If you haven't heard of Hillier, he's built up his career from his days with the choir at St. Paul's Cathedral in London to his current role as conductor/director/writer/baritone -- You knew I would work the baritone angle in there somewhere, didn't you? -- spending much of the recent past directing critically acclaimed choral ensembles, including the Hilliard Ensemble, Theater of Voices, and His Majestie's Clerkes. His credits, too numerous to list here, comprise compositions stretching across a millennium of glorious music. (Photo Credit: Benjamin Ealovega)
Two of my special favorites are Mr. Hillier's recordings of British and early American songs of prayer and praise: William Billings: A Land of Pure Delight and Goostly Psalmes: Anglo-American Psalmody 1550-1800, which are now available through Harmonia Mundi's splendid budget series and identified simply as Early American Choral Music, Vol. I and Vol. II. Both were made with His Majestie's Clerkes, featured on NPR, and beloved of a number of our Bethesda Olsson's customers and staff back in the day.
You'll notice that the above listings belong to a particular spiritual heritage. Though I don't wish to create the impression that Hillier eschews secular material, much of his finest work springs from the music of the Christian faith, notably that of the Orthodox tradition.
In that area, Hillier has often turned to the great Estonian composer Arvo Pärt. This new recording, Da Pacem, showcases short spiritually themed works, prayers of supplication, worship, and trust. Texts are drawn from sources ranging from the Psalms to the Magnificat to one of John Henry Newman's sermons, "Littlemore Tractus":
May He support us all the day long, till the shades lengthen, and the evening comes, and the busy world is hushed, and the fever of life is over, and our work is done! Then in his mercy may He give us a safe lodging, and a holy rest, and peace at the last.The album includes Part's "Two Slavic Psalms," settings of Psalm 117 and Psalm 131. The first is a song of praise; the second, a meditation on trust in God. The straightforward joy of the one gives over to the serenity and simplicity of the other.

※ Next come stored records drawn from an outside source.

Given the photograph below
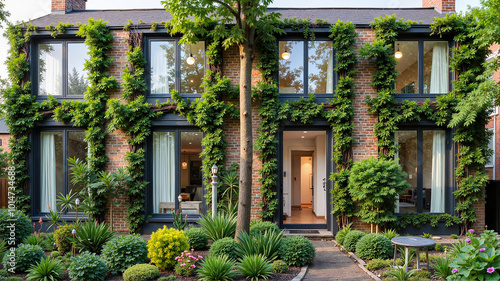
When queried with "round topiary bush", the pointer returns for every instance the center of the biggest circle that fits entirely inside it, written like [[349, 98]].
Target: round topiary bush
[[351, 239], [261, 227], [23, 257], [197, 238], [373, 246], [123, 251], [297, 251], [23, 225], [141, 272], [87, 266], [165, 245], [225, 246]]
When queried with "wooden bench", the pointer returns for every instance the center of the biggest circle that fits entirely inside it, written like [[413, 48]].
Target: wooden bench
[[185, 205]]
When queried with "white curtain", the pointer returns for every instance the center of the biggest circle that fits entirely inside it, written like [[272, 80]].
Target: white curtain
[[438, 172], [48, 172], [160, 79], [163, 169], [439, 71]]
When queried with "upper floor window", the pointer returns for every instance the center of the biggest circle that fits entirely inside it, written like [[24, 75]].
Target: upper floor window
[[173, 66], [422, 67], [60, 68], [306, 67]]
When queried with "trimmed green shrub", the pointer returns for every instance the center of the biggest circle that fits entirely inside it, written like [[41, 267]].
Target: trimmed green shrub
[[87, 266], [351, 239], [261, 226], [197, 238], [225, 246], [373, 246], [123, 251], [141, 272], [297, 251], [25, 257], [23, 225], [279, 266], [62, 235]]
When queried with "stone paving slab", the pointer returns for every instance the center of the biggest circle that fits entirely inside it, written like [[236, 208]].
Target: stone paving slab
[[331, 264]]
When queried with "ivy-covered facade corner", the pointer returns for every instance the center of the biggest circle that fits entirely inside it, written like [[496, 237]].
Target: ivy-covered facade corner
[[340, 97]]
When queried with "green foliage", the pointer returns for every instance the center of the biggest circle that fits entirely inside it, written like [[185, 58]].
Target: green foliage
[[266, 244], [25, 257], [197, 238], [375, 184], [220, 226], [46, 269], [23, 225], [263, 226], [141, 272], [165, 245], [373, 246], [297, 251], [226, 246], [123, 251], [351, 239], [92, 237], [279, 266], [255, 267], [216, 268]]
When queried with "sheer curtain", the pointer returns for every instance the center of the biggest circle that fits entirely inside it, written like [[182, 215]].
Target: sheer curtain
[[163, 169], [48, 172], [438, 172], [439, 70]]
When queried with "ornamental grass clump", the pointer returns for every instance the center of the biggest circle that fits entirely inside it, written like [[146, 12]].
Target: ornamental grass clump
[[165, 245]]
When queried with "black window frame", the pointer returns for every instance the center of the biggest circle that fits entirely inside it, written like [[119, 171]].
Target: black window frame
[[320, 97], [152, 98], [34, 67]]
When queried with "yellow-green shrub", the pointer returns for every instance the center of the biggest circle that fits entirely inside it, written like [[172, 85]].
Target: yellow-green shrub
[[165, 245]]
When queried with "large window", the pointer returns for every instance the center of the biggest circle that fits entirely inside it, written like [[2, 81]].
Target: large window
[[176, 67], [56, 146], [422, 66], [60, 68], [306, 67], [176, 171], [422, 155]]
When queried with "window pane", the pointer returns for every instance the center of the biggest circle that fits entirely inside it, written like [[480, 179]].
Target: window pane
[[50, 69], [436, 69], [407, 67], [77, 77], [291, 70], [77, 148], [320, 67], [51, 169], [433, 171], [192, 75], [163, 171], [162, 67], [407, 154], [191, 170]]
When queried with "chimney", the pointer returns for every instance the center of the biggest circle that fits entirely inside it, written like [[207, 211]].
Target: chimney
[[442, 5], [65, 6]]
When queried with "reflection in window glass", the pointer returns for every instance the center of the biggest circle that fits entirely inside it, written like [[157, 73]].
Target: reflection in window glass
[[436, 69], [77, 80], [192, 75], [162, 67], [291, 70], [50, 69], [320, 67], [407, 67]]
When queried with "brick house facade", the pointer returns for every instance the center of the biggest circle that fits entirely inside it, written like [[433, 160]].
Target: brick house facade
[[294, 141]]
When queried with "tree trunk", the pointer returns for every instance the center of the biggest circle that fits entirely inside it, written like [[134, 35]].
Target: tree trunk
[[246, 142]]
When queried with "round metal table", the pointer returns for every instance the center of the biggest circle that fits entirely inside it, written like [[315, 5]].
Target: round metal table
[[413, 242]]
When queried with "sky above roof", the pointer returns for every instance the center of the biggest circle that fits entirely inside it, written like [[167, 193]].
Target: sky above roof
[[30, 9]]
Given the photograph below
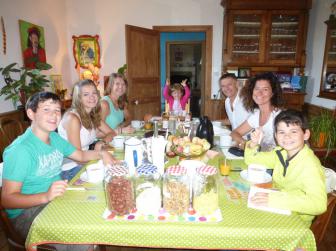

The Estonian Philharmonic Chamber Choir, whose repertoire possesses amazing breadth, work a particular magic with Part's minimalist approach. There is purity yet subtle texture in the presentation, giving the listener something to reach for and respond to.
In a later blog, I'll happily discuss Hillier's latest offering for the Christmas season, A New Joy, a disc of Estonian, Russian, and Ukrainian music of the season -- another offering from the Estonian Philharmonic Chamber Choir and truly something to make your heart soar.
Wishing you peace and a very happy Thanksgiving.